If the tools for choosing and propagating BGP routing
information likewise evolve towards a relational set
theory, the distinction between "peer" and "transit" as
they tend to be thought of these days could easily be
thrown out the window.
I would like this; I like a model wherein it becomes
a combination of engineering sensibility and business
decision-making about what is routed where, and that
requires an easy to express a program that does
integration and differentiation of sets of NLRI, based on
large numbers of attributes, from individual ASes,
fractional and complete AS paths, prefixes, mask length,
announcing router, recent stability, internal and external
topology, time of day and phase of moon, and uses these
sets when generating a RIB and when propagating NLRI
onwards, and other operations, such as forming aggregates.

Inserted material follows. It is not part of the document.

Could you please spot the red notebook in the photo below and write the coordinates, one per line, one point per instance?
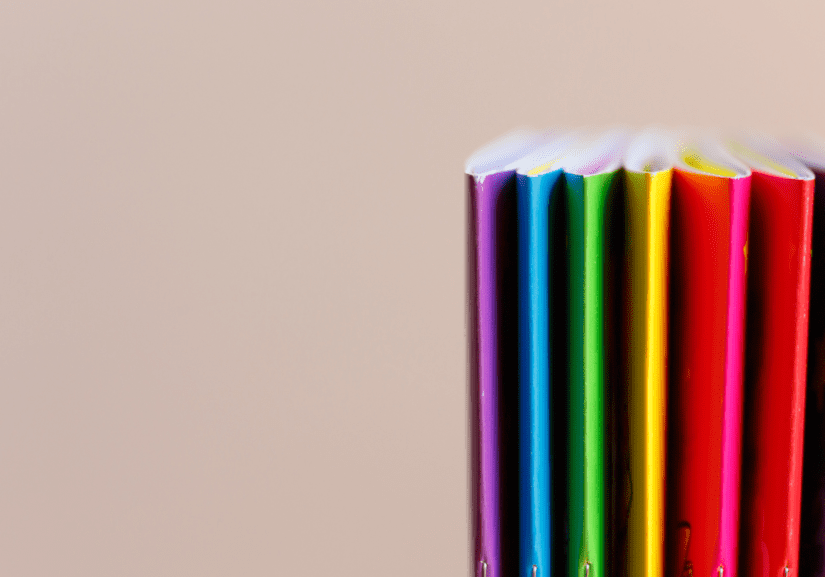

Current tools does not make this easy, even for people who
know what they're doing.
Finally, all of this leads me to conclude that on a purely
technical level, the denotative difference between "peer"
and "transit" is so obscured as to be meaningless, except
that perhaps with current tools, "transit" is easy to
configure and "peering" is not. I would prefer,
therefore, not to think of these as technical terms at
all, but rather economic ones.
This of course leads to the next thing:
II.
Economically, the definition of "peering" vs "transit" is
easy. The former is currently free, while the latter is
not. Alternatively, the latter is what one sells to
customers, the latter is what people would like to sell, but
can't figure out how to price properly.
I like considering the following simple equation:
Value == Bandwidth + Reachability + Service
Until recently, the bandwidth available at an exchange
point was impossible to limit; an aggressive sender could
swamp a particular provder's connection, as could an
aggressive receiver. Moreover, as people have been
discussing, without the assistance of an EP operator,
there is no way to prevent people from sending traffic
into your network without your permission, and EP
operators don't seem to want to wade into the issues that
have surfaced on the NANOG list today and yesterday.

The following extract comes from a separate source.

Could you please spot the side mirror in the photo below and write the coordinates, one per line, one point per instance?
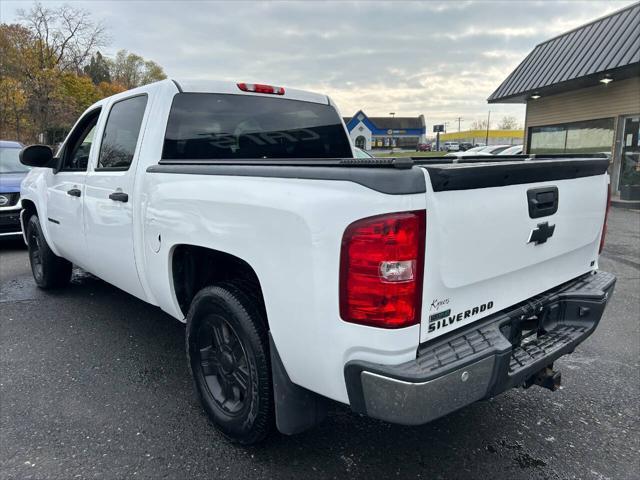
(37, 156)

With some development work that stemmed out of a
conversation with Fred Baker in 11.2 on its way, this
problem is softened somewhat; with a crunchy IOS box, one
can specify rate limits on subinterfaces. If traffic
across a particular subinterface exceeds a threshold,
the router will implement a dropping strategy.
This has enormous utility not only to people selling
fractional DS3s and the like, but also to people at
LAN-based EPs. This should add to any LAN-based EP
customer the one interesting feature of ATM-based EPs: the
ability to select one's peers and to control how much
bandwidth they can use. It also should allow one to
_monitor_ how much bandwidth each peer is consuming.
One can therefore control the Bandwidth variable in my
simple equation, and do interesting things. One might
consider that for purposes of traffic planning, 256kbps or
1.5Mbps might be made available for free to someone at an
exchange point who is willing to accept a reduced level of
Service compared to a more traditional customer.
If a "peer" at an EP is using more than that amount of
bandwidth, one might want to negotiate an exchange of
money. For example if A and B meet at an EP and are running
into the drop threshold because of the amount of traffic
being exchanged, the one with the screaming customers may
be asked to pay a certain amount of money per increment of
additional bandwidth. This may always be B's customers,
or it may flip-flop between A's customers and B's
customers over time, and thus should be considered a
business negotiation on both parties' part.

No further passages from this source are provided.